Look at the GPU client for FAH. Frequent checkpoints with result verification are the answer, here. Some performance is lost of course.

bowman
18-Nov-2008, 15:50
That'd be quite the novelty, producing incorrect results and then burning out the GPU in minutes :p

Really? The so-called 'Intel Burn Test' (Linpack) runs on a single processor just fine, and reports the correct FLOPS results along with correct mathematical results as long as it's not overclocked beyond stability (so a nice stability test). Even if it's made for clusters, shouldn't it be possible to run this on a single board as well?

I really want to test the 8800GTX and get the real numbers now :lol: But I guess, perhaps this is a 64-bit GT200 only implementation..

ShaidarHaran
19-Nov-2008, 02:13
Really? The so-called 'Intel Burn Test' (Linpack) runs on a single processor just fine, and reports the correct FLOPS results along with correct mathematical results as long as it's not overclocked beyond stability (so a nice stability test). Even if it's made for clusters, shouldn't it be possible to run this on a single board as well?

I really want to test the 8800GTX and get the real numbers now :lol: But I guess, perhaps this is a 64-bit GT200 only implementation..

My point is that GPUs were not designed with such precision in mind. Where rounding errors are unacceptable in the CPU arena, they are a fact of life for GPUs.

pcchen
19-Nov-2008, 08:19
Whether GPU was designed with that precision in mind is not important. What's important is whether it is designed with that precision.

For example, NVIDIA claims that GT200 supports full IEEE 754 precision when doing double precision, and some operations (basically add and multiply) has full precision when doing single precision. These are probably good enough for some operations, depends on what you want to do and your algorithms.

ECC is another problem when you are using a lot of devices in parallel and operates continually for a long time. This is actually what NVIDIA can do to differentiate Tesla and other consumer level hardwares.

3dilettante
19-Nov-2008, 16:39
It is an obstacle, but not an insurmountable one.

Look at the GPU client for FAH. Frequent checkpoints with result verification are the answer, here. Some performance is lost of course.

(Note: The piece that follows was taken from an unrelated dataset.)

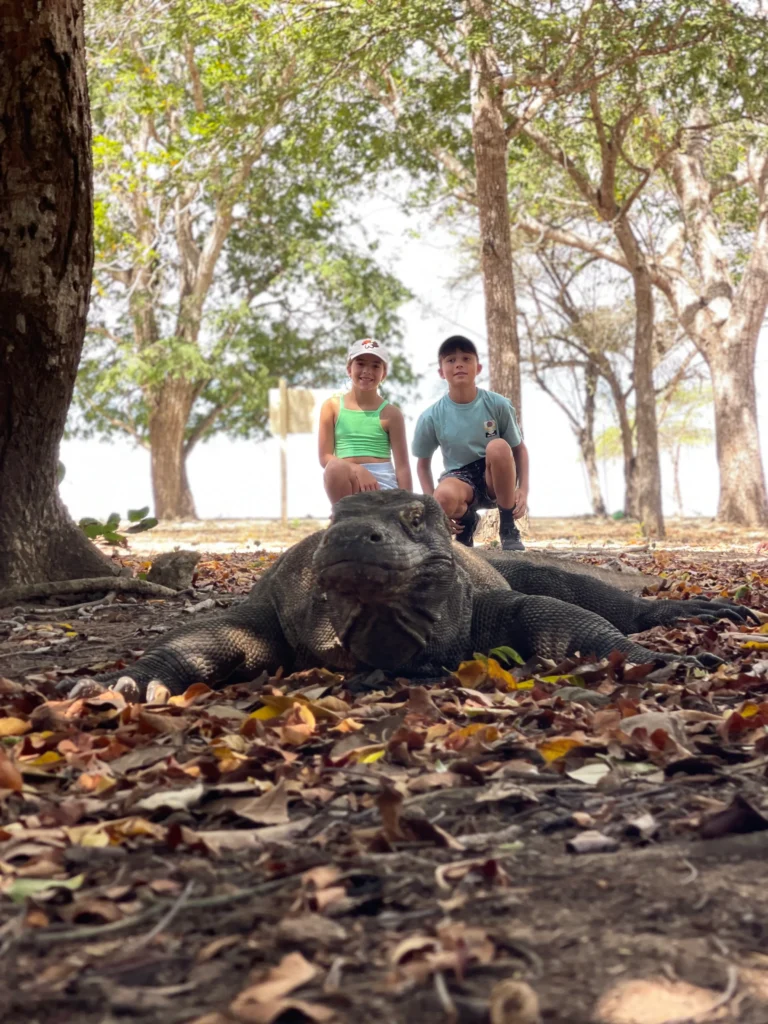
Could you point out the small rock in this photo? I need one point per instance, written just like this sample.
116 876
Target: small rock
174 569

F@H operates in a way that makes it quite different from an HPC center.
The computation is done on a wide swath of hardware, for which:
1) maintenance of said hardware is not handled by F@H
2) paying for the maintenance of said hardware is not done
3) there's mostly no physical plant, lower utilities
4) the economic model, such as it is, different than a supercomputer for a proprietary client might have

I haven't seen the figures of much of F@H's FLOPs finally resolved to verified result FLOPs.
I suppose we'll see. Some workloads won't mind the error, and in some cases the lowered yield due to checkpointing might not be prohibitive.
A university with academic interest in GPGPU is not the primary test of the extendability of the concept.

A flood of crap FLOPs that happens to be free doesn't look the same if it is constrained by physical and financial limits, it has to be maintained, and it ceases to be free.